KABUL, Afghanistan – The number of U.S. drone strikes in Afghanistan rose sharply last year compared with 2011, the United Nations said Tuesday.
The increase was a sign that unmanned aircraft are taking a greater role as Americans try to streamline the fight against insurgents while preparing to withdraw combat forces in less than two years.
Drones have become a major source of contention between the U.S. and countries like Pakistan, where covert strikes on militant leaders have drawn condemnation and allegations of sovereignty infringements as family members and other bystanders are killed.
They have not been a prominent issue in Afghanistan, however.
While drone attacks have occurred, they have largely been in support of ground troops during operations and have not been singled out by President Hamid Karzai’s administration in its campaign against international airstrikes.
The steep rise in the number of weapons fired from unmanned aerial aircraft – the formal term for drones – raises the possibility that may change as U.S. forces become more dependent on such attacks to fight al-Qaida and other insurgents, with combat missions due to end by the end of 2014.
The U.N. mission in Afghanistan said 506 weapons were released by drones in 2012, compared with 294 the previous year.
The U.S. Air Force Central Command also recorded an increase in drone use, giving the numbers of weapons released by drones as 243 in 2009, 277 in 2010, 294 in 2011 and 494 in 2012.
Drones are highly effective, and most nations have given Washington at least tacit agreement to carry out the attacks.
Five attacks in 2012 resulted in casualties, with 16 civilians killed and three wounded, up from just one deadly attack in 2011, according to the U.N. Georgette Gagnon, the head of human rights for the U.N. mission in Afghanistan, said it was the first year the U.N. had tried to document civilian casualties from drones.
The U.N. said most civilian casualties from drone strikes appeared to be the result of weapons aimed directly at insurgents, but some may have been targeting errors. It cited the example of four boys killed Oct. 20 in Logar province when a drone struck after a clash between pro-government forces and insurgents a few miles away from the area.
The U.N. mission called for a review of tactical and operational policy on targeting to ensure compliance with international humanitarian law with the expansion of the use of unmanned combat aerial vehicles in Afghanistan.
George Little, a Pentagon spokesman, said the U.S. works hard to protect civilians.

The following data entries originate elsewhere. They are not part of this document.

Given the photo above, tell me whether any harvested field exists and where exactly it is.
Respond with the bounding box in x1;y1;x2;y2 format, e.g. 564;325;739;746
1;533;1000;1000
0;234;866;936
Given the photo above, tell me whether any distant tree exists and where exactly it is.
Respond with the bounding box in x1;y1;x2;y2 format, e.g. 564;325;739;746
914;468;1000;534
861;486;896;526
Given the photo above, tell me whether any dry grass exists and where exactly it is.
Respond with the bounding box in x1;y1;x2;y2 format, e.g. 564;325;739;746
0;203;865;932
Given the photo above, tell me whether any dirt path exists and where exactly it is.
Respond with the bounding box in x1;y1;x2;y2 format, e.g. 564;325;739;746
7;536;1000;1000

We take great care with our unmanned systems to conduct very precise targeting in Afghanistan, and we will continue to do so. When there are mishaps, we take steps to work closely with the government of Afghanistan and the affected individuals to express our concerns, he said in Washington.

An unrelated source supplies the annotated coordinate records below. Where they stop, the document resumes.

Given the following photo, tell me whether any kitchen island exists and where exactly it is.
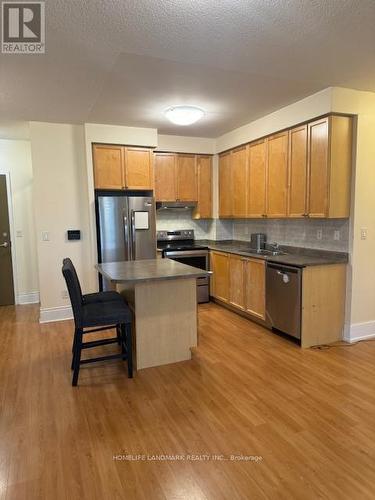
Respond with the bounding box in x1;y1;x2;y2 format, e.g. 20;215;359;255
97;259;209;370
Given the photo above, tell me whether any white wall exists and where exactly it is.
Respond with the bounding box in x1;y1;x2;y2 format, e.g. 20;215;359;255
30;122;91;321
0;137;39;303
216;87;333;153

The U.N. figures were released as part of its annual report on civilian casualties in Afghanistan.
Overall, the full-year toll of civilian deaths in 2012 declined to 2,754, a 12 percent decrease from 3,131 in the same period a year earlier. It was the first time in six years that the civilian death toll dropped.
But the toll spiked in the second half of the year as weather improved, compared with the same period in 2011, suggesting that Afghanistan is likely to face continued violence as the Taliban and other militants fight for control after the impending withdrawal of U.S. and allied combat forces.

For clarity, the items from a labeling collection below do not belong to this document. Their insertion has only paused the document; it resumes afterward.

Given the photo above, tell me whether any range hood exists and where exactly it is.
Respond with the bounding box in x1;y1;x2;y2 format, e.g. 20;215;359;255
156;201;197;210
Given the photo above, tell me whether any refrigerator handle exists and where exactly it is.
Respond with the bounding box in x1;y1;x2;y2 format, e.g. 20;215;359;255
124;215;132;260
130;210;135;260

Conflict-related violence struck more women and girls last year as well, with 301 killed and 563 wounded – a 20 percent increase from 2011, the report said.
The United Nations Assistance Mission in Afghanistan said civilian casualties rose 13 percent to 4,431 in the second half of the year, including more from roadside bombs in public areas, compared with the same period in 2011.
That included 1,599 people killed and 2,832 wounded from July 1 to Dec. 31, a jump from 1,556 and 2,832 respectively in the same period the previous year.